New genome resource helps study genetic traits in major crops

Thanks to a new genome resource created for green millet, researchers will be able to study the genetics of crucial traits in crops, like sorghum and maize, in a much better way. The resource was created by three RIKEN scientists.

A genome resource for green millet (shown here) will help scientists find the genes controlling agricultural traits in important crops. Image Credit: © Valery Prokhozhy/Alamy.

The significance of the new genome resource has already been demonstrated by detecting the gene in foxtail millet that accounts for seed shattering—the process through which plants discharge seeds, which is crucial for plants to spread in the wild but significantly contributes to yield loss in crops.

The genome resource includes a reference sequence from green millet line A10.1 along with the sequenced genomes of almost 600 diverse green millet samples. The genome resource was organized by an international research team, headed by Elizabeth Kellogg from the Donald Danforth Plant Science Center, Jeremy Schmutz from the Department of Energy Joint Genome Institute, and Hitoshi Sakakibara from the RIKEN Center for Sustainable Resource Science.

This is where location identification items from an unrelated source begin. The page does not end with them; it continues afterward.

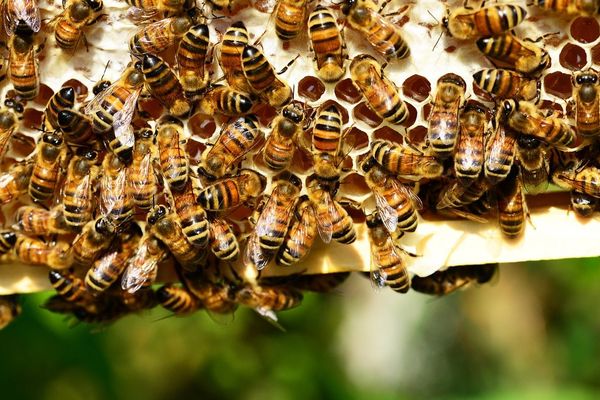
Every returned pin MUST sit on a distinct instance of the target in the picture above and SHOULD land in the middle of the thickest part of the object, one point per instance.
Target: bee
(192, 216)
(164, 226)
(226, 101)
(396, 204)
(300, 236)
(380, 93)
(287, 128)
(171, 149)
(272, 224)
(116, 200)
(112, 111)
(442, 283)
(233, 143)
(469, 155)
(50, 154)
(95, 237)
(55, 255)
(78, 188)
(404, 161)
(443, 119)
(9, 309)
(163, 85)
(524, 118)
(586, 94)
(522, 55)
(466, 23)
(388, 267)
(192, 61)
(223, 242)
(327, 44)
(61, 100)
(383, 35)
(231, 192)
(69, 24)
(141, 174)
(262, 78)
(178, 300)
(38, 221)
(507, 84)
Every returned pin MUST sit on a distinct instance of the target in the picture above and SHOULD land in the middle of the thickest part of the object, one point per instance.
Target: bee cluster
(112, 188)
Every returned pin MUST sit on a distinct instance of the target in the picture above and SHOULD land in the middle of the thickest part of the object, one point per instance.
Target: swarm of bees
(131, 181)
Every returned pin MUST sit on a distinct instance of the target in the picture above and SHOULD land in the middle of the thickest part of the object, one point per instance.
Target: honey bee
(262, 78)
(442, 283)
(443, 119)
(287, 128)
(55, 255)
(524, 118)
(234, 142)
(522, 55)
(468, 159)
(507, 84)
(300, 236)
(388, 267)
(50, 155)
(163, 85)
(467, 23)
(231, 192)
(223, 242)
(69, 24)
(404, 161)
(272, 224)
(586, 94)
(396, 204)
(77, 192)
(327, 44)
(192, 61)
(380, 93)
(383, 35)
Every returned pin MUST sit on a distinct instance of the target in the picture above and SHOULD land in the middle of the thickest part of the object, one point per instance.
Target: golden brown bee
(442, 283)
(116, 199)
(37, 252)
(223, 242)
(327, 44)
(524, 117)
(507, 84)
(262, 78)
(163, 85)
(300, 236)
(443, 119)
(50, 155)
(78, 188)
(396, 204)
(192, 61)
(380, 93)
(236, 139)
(388, 267)
(38, 221)
(404, 161)
(468, 158)
(384, 36)
(523, 55)
(467, 23)
(69, 24)
(586, 94)
(231, 192)
(287, 128)
(61, 100)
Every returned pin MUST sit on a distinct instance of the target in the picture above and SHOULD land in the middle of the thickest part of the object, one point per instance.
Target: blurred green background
(531, 334)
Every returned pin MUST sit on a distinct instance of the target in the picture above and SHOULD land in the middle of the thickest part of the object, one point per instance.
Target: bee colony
(244, 152)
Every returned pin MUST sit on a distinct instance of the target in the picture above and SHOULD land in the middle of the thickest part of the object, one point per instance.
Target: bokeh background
(533, 333)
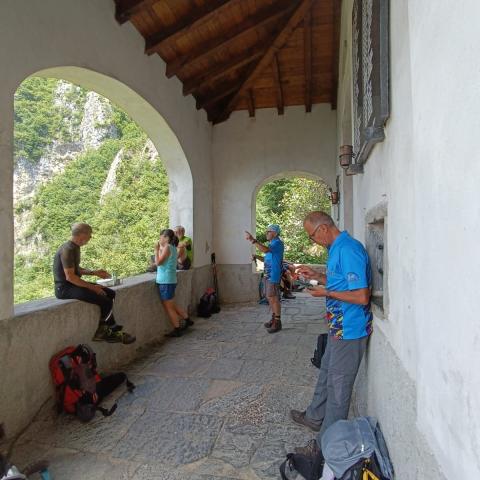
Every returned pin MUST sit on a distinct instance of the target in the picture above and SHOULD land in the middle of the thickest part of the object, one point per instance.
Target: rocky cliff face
(93, 129)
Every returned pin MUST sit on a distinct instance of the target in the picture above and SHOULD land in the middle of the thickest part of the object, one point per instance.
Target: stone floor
(212, 405)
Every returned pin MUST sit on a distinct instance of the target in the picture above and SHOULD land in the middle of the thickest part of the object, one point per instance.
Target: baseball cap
(274, 228)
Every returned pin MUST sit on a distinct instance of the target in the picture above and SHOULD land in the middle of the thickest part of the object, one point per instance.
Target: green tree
(287, 202)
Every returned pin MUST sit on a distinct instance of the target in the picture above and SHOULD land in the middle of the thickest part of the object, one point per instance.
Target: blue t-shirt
(348, 268)
(273, 260)
(167, 271)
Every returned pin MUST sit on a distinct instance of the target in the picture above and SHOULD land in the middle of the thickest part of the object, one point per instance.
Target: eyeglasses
(314, 232)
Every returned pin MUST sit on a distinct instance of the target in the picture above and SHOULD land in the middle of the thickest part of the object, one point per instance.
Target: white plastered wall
(249, 151)
(102, 55)
(422, 374)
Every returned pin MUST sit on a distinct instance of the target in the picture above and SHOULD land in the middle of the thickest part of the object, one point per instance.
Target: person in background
(347, 290)
(184, 249)
(273, 272)
(67, 274)
(166, 261)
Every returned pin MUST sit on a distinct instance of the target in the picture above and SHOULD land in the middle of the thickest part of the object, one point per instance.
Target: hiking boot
(276, 326)
(270, 322)
(186, 323)
(310, 450)
(176, 332)
(107, 334)
(101, 334)
(119, 337)
(301, 418)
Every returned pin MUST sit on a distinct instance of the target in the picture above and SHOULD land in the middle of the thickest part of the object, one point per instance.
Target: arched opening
(285, 199)
(127, 183)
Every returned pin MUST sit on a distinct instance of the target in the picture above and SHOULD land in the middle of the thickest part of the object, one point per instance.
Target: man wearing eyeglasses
(273, 272)
(347, 289)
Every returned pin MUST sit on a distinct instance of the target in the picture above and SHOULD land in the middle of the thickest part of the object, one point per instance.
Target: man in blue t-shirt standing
(347, 289)
(273, 271)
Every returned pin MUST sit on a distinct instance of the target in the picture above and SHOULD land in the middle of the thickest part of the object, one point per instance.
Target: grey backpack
(353, 447)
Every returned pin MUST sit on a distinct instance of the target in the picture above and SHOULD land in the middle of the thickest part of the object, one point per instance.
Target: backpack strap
(130, 385)
(106, 412)
(367, 474)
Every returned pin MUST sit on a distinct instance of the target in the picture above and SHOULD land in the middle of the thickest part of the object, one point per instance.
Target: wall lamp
(347, 161)
(335, 196)
(346, 156)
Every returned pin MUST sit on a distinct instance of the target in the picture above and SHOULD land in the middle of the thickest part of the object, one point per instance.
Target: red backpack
(74, 374)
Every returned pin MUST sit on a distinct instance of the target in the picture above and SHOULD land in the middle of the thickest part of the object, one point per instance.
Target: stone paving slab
(211, 405)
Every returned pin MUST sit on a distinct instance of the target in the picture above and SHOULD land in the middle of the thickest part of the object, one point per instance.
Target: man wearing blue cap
(273, 271)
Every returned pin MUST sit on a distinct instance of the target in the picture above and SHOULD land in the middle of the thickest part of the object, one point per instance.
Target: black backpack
(296, 463)
(208, 304)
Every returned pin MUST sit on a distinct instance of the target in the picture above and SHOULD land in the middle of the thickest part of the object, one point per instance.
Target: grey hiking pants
(338, 369)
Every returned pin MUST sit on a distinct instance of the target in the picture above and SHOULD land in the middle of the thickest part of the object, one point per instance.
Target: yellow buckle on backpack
(367, 474)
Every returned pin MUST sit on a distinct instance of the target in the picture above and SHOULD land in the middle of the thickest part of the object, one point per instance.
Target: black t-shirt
(67, 256)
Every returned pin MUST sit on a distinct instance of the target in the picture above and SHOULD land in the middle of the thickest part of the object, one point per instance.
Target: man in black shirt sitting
(67, 273)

Initially, the team utilized the novel tool to study the evolutionary history and population structure. A study based on genetic modifications detected many subpopulations extracted from distinct Eurasian gene pools. This analysis also demonstrated that certain populations in North America are admixtures of diverse Eurasian subpopulations, supporting the concept that green millet originated from Eurasia and entered North America via many routes, after which the founding populations scattered and combined together.

The researchers also used the new genome resource to study selection and domestication, creating new techniques to examine the genomic data.

This allowed us to map the presence and absence of gene variants, even for genes not in our genomic reference. It also enabled us to analyze structural variants better than what is usually possible from short-read sequencing data.”

Jeremy Schmutz, Department of Energy Joint Genome Institute

The researchers looked at the associations between different types of genomic changes and environmental variables, and studied the adaptions of green millet to different conditions. While they did not find many loci associated with the abiotic variation, they did find signs of selection on several genes implicated in flavonoid metabolism.

Many flavonoid compounds are thought to provide defense against pathogens and being eaten by animals. Because herbivores and pathogens differ in different geographical regions, we might expect plant defense compounds to differ as well.”

Elizabeth Kellogg, Donald Danforth Plant Science Center

The researchers finally used the new genomic tool to establish how the domestication of millet had decreased seed shattering. The team detected one specific gene associate with variations in seed shattering, which had been mutated in the case of domesticated foxtail millet. Then using CRISPR–Cas9 gene editing to remove the gene in green millet, the team verified its role to decrease seed shattering.

Since green millet is a model species for studying associated crops, like maize, millet, and sorghum, this useful genome resource can help unravel the evolutionary history and biology of the crops and detect genes for biotechnological enhancement.